Push distribution for known audiences + time-sensitive needs; pull distribution for unknown future audiences — deploy both for significant outputs
Use push distribution (direct delivery to inbox/channel) for known audiences with time-sensitive needs, and pull distribution (searchable repositories) for unknown future audiences seeking information over time—deploy both for significant outputs, not one or the other.
Why This Is a Rule
Push and pull distribution serve fundamentally different audience types and temporal needs. Push (email, Slack, newsletter) delivers directly to a known audience who needs the information now. The audience is identified, the timing is controlled by the sender, and the distribution is active. Pull (wiki, blog, knowledge base, searchable repository) makes information available for unknown future audiences to discover when they need it. The audience is unidentified, the timing is controlled by the seeker, and the distribution is passive.
Most people default to one mode: they either push everything (sending emails, posting in channels) or publish everything to a repository (adding to the wiki). But significant outputs deserve both: push ensures the known audience receives the information promptly, while pull ensures future audiences can discover it when they need it. A well-written analysis pushed to the team via email serves this week's decision; the same analysis published to the knowledge base serves next quarter's similar decision by a person who wasn't on the original email.
The "deploy both" instruction doubles the output's total impact: the push captures immediate value from the known audience, and the pull captures ongoing value from unknown future seekers. The incremental cost of dual distribution (usually just saving to a searchable location in addition to sending) is minimal compared to the doubled reach.
When This Fires
- When distributing any output worth more than ephemeral value
- When deciding between "email this" and "publish this" — the answer for significant work is "both"

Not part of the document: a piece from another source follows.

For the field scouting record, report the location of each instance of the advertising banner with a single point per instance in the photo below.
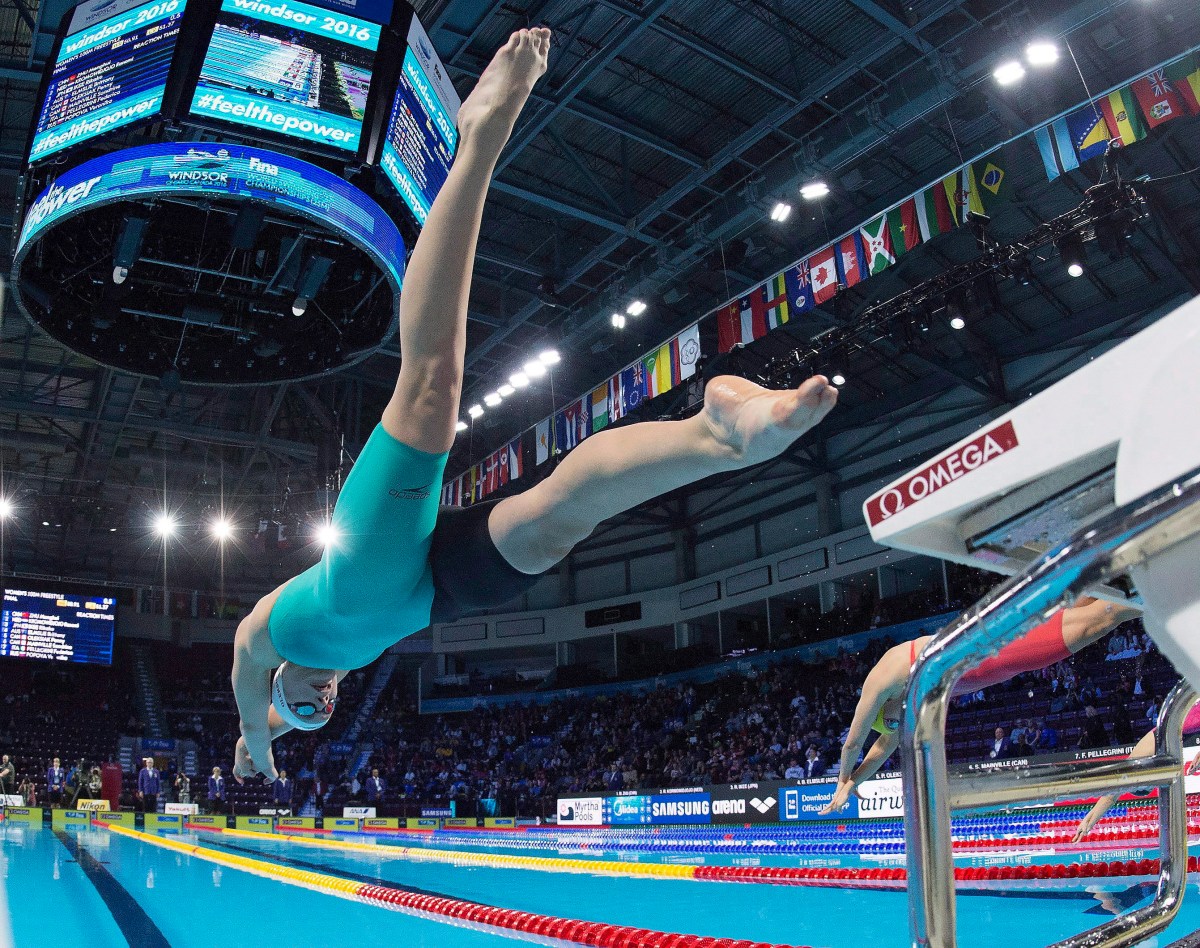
(581, 811)
(255, 823)
(805, 803)
(881, 798)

- When good work disappears into email threads and is never found by people who need it later
- Complements Define the distribution plan before starting production — audience, channels, format, and timing are design constraints, not afterthoughts (distribution-first planning) with the specific distribution mode selection
Common Failure Mode
Push-only distribution: sending a valuable analysis to 5 people via email. The 5 recipients benefit. The 50 people who will face the same question next quarter won't find it because it's buried in someone's email archive. The work produced value once when it could have produced value repeatedly.
The Protocol
(1) For each significant output, identify two audiences: Known/current (people who need this now) and Unknown/future (people who might need this later). (2) Push to the known audience: email, Slack message, calendar invite with attachment, direct share. (3) Pull for the unknown audience: publish to wiki, knowledge base, shared drive, blog — anywhere searchable by people who don't know this output exists. (4) Title the pull version for searchability (Title notes with the natural-language words you'd search for, not abstract labels or jargon — search terms beat category names): use the words future seekers would type, not the project codename that only current team members know. (5) For low-stakes ephemeral outputs, push-only is fine. For anything with a half-life of weeks or more (Annotate each output type with its half-life (hours/weeks/months/years) — calibrate investment in durability and polish to actual lifespan), dual distribution is the default.